Thursday, May 6, 2010

Quiting Somthing Is The Hardest Thing

There are resolutions to change of all sorts, but the ones to DO something are far the easiest. If you are going to read more books or eat better, you get a thousand chances a day to put that into motion. Stop for a few minutes before heading off to work to read a chapter, read a little more before dinner and a little more before bedtime. Add some carrots to your lunchtime meal of a sandwich. Park father away and walk more. Clean a closet or a corner of a room and you are on the way to success. Take the steps. Do, do, do, take action, and so it is easy to score on the "do something" resolutions.
But giving something up is an entirely different matter. If you are going to stop eating salty things or stop drinking caffeinated beverages or quit smoking or give up a drug or cease a gambling habit or stop watching television or end your nail biting, you have a thousand thousand times a day to get it wrong. Even if you forego the morning coffee for a nice orange juice, the pot is still brewing when you get to work and even if you refuse to give in then, there are the multiple offers by the waiter at lunch and the drive past a half dozen Starbucks and Caribou's on the way to everywhere and the coffeemaker on the counter top when you get home. If you manage to get into the shower without that first cigarette, there is the drive to work and those poor souls smoking by the back door that would be glad to share one with you for the sake of your company and each time one of your friends takes a break and invites you along and the after lunch smoke you have to resist and at some point, you are sitting at your desk and every minute is one more minute you have to say no to getting up and going out for a smoke.

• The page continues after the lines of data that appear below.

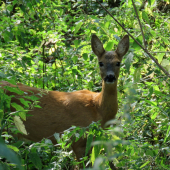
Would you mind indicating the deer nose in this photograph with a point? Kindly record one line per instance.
(110, 78)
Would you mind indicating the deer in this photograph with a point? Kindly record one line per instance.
(61, 110)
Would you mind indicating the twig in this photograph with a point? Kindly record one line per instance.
(139, 24)
(145, 50)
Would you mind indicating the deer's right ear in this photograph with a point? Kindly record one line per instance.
(97, 46)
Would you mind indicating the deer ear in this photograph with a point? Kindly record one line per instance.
(97, 46)
(123, 46)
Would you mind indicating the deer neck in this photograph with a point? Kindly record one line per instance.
(108, 102)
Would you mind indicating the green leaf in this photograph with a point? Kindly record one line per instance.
(57, 137)
(75, 58)
(19, 124)
(21, 110)
(36, 160)
(151, 2)
(78, 26)
(9, 154)
(14, 148)
(128, 61)
(88, 144)
(15, 90)
(109, 46)
(135, 45)
(2, 75)
(76, 43)
(144, 164)
(145, 17)
(160, 57)
(24, 102)
(137, 75)
(167, 134)
(85, 56)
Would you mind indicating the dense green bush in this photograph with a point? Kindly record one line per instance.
(46, 44)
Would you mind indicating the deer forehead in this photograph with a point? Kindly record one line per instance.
(110, 56)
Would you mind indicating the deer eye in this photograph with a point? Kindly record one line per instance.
(118, 64)
(101, 64)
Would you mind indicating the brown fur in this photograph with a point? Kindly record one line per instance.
(61, 110)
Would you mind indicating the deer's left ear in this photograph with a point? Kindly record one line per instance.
(123, 46)
(97, 46)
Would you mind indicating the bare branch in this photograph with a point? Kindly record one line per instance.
(139, 24)
(145, 50)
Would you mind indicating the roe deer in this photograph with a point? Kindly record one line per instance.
(60, 110)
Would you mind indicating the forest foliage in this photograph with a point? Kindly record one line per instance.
(46, 44)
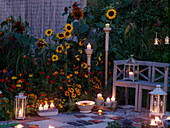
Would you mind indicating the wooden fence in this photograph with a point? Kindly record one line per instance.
(40, 14)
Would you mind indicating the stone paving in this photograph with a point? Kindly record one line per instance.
(89, 120)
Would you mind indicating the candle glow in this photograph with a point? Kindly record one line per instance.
(113, 98)
(52, 105)
(131, 75)
(108, 99)
(19, 126)
(40, 107)
(88, 46)
(153, 123)
(100, 112)
(50, 126)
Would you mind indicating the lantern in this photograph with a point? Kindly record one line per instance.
(157, 101)
(131, 70)
(20, 106)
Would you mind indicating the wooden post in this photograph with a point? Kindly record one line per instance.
(107, 30)
(114, 80)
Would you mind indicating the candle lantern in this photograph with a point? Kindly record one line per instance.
(131, 70)
(20, 106)
(157, 102)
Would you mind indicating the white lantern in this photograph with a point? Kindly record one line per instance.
(20, 106)
(157, 102)
(131, 70)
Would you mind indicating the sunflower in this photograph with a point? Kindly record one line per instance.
(84, 65)
(73, 95)
(41, 43)
(48, 32)
(67, 45)
(111, 13)
(60, 35)
(67, 93)
(60, 49)
(68, 27)
(67, 34)
(54, 57)
(71, 90)
(81, 43)
(77, 13)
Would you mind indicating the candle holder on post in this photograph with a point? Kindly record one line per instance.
(89, 52)
(20, 106)
(107, 30)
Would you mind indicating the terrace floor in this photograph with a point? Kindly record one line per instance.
(89, 120)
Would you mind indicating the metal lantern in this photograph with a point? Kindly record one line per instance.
(20, 106)
(157, 101)
(131, 70)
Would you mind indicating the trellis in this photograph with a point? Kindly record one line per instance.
(40, 14)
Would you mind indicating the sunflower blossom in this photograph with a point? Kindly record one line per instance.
(111, 13)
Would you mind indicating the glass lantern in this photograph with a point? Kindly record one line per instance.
(20, 106)
(131, 70)
(157, 101)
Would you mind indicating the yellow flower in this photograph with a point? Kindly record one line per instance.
(67, 34)
(86, 76)
(60, 48)
(18, 85)
(70, 89)
(60, 35)
(67, 45)
(30, 75)
(111, 13)
(80, 51)
(81, 43)
(76, 72)
(84, 65)
(48, 32)
(73, 95)
(67, 93)
(14, 78)
(68, 27)
(54, 57)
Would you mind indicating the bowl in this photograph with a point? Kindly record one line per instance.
(85, 106)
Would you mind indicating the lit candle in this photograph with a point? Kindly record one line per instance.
(88, 46)
(20, 114)
(52, 106)
(107, 25)
(131, 75)
(100, 112)
(113, 98)
(153, 123)
(108, 99)
(167, 40)
(19, 126)
(99, 96)
(156, 40)
(50, 126)
(40, 107)
(46, 106)
(157, 120)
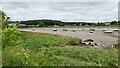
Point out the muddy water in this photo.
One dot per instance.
(98, 35)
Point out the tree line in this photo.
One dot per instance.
(47, 23)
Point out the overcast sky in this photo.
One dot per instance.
(65, 11)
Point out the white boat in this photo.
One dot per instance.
(54, 29)
(73, 30)
(114, 29)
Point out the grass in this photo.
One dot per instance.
(41, 49)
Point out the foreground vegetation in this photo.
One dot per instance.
(39, 49)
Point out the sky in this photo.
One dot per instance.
(64, 11)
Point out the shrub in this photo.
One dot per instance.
(10, 36)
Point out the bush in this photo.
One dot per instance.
(10, 37)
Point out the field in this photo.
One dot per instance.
(42, 49)
(98, 35)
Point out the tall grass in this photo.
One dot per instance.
(40, 49)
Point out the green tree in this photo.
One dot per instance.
(3, 20)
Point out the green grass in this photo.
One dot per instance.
(41, 49)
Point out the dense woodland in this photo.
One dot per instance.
(47, 23)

If you do that one in a thousand chances at the good thing, you have succeeded in your positive "do something" resolution, but you have to say no a thousand times each day to succeed in your "stop something" resolution and one of one thousand where you give in counts as failure for that day.

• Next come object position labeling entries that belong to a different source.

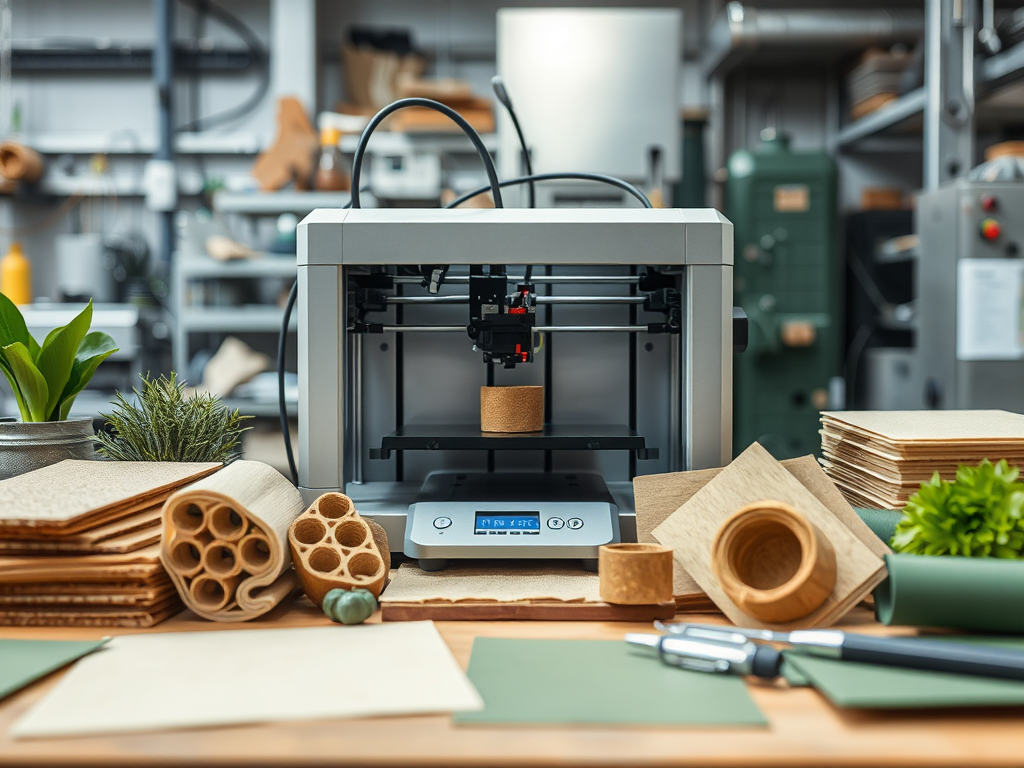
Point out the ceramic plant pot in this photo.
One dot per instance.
(29, 445)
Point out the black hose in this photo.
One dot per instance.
(600, 177)
(282, 407)
(256, 50)
(458, 119)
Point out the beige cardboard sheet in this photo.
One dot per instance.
(931, 426)
(143, 563)
(204, 679)
(73, 494)
(511, 584)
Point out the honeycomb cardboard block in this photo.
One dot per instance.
(334, 548)
(223, 542)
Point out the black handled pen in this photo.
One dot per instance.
(935, 655)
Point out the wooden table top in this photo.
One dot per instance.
(805, 729)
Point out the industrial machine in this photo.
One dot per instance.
(969, 289)
(782, 204)
(625, 315)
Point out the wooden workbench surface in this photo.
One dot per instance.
(804, 729)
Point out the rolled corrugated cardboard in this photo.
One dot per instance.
(511, 409)
(19, 163)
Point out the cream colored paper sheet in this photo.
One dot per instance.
(457, 584)
(73, 491)
(203, 679)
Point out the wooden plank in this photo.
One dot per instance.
(753, 477)
(529, 611)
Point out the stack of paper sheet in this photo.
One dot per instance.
(880, 458)
(79, 543)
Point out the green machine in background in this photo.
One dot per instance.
(782, 205)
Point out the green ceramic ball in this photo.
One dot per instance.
(349, 606)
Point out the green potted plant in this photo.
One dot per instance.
(45, 380)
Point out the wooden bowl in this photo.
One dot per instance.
(511, 409)
(635, 573)
(772, 562)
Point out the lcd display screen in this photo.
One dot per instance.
(507, 521)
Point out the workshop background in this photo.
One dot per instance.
(860, 151)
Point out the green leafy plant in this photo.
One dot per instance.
(167, 425)
(979, 514)
(47, 378)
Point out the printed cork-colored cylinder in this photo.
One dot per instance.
(635, 573)
(773, 562)
(511, 409)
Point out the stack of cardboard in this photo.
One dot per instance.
(876, 81)
(880, 458)
(80, 541)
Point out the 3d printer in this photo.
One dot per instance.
(625, 315)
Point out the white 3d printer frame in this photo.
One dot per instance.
(346, 385)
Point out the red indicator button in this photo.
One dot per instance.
(990, 228)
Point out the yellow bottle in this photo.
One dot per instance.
(15, 275)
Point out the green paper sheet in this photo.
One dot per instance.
(24, 662)
(977, 594)
(881, 521)
(598, 682)
(855, 685)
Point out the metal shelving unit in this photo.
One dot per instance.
(192, 268)
(944, 111)
(890, 118)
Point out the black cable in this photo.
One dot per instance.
(286, 429)
(282, 407)
(256, 50)
(458, 119)
(600, 177)
(503, 95)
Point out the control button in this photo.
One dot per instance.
(990, 228)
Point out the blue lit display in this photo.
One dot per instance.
(507, 521)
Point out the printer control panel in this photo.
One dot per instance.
(517, 529)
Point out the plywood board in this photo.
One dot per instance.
(752, 477)
(77, 495)
(658, 496)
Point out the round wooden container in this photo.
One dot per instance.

Making a "do something" change is a walk in the park compared to making a "quit something" change. And after a few days, the new "doing" starts to kick in as habit, but if you crave the thing you are quitting 10 fewer times each day, it is a hundred days before you have a single crave free day and even then, there are countless triggers in the world to pull you back.
The force of habit is an easy thing to make and a terrible hard long long road to break.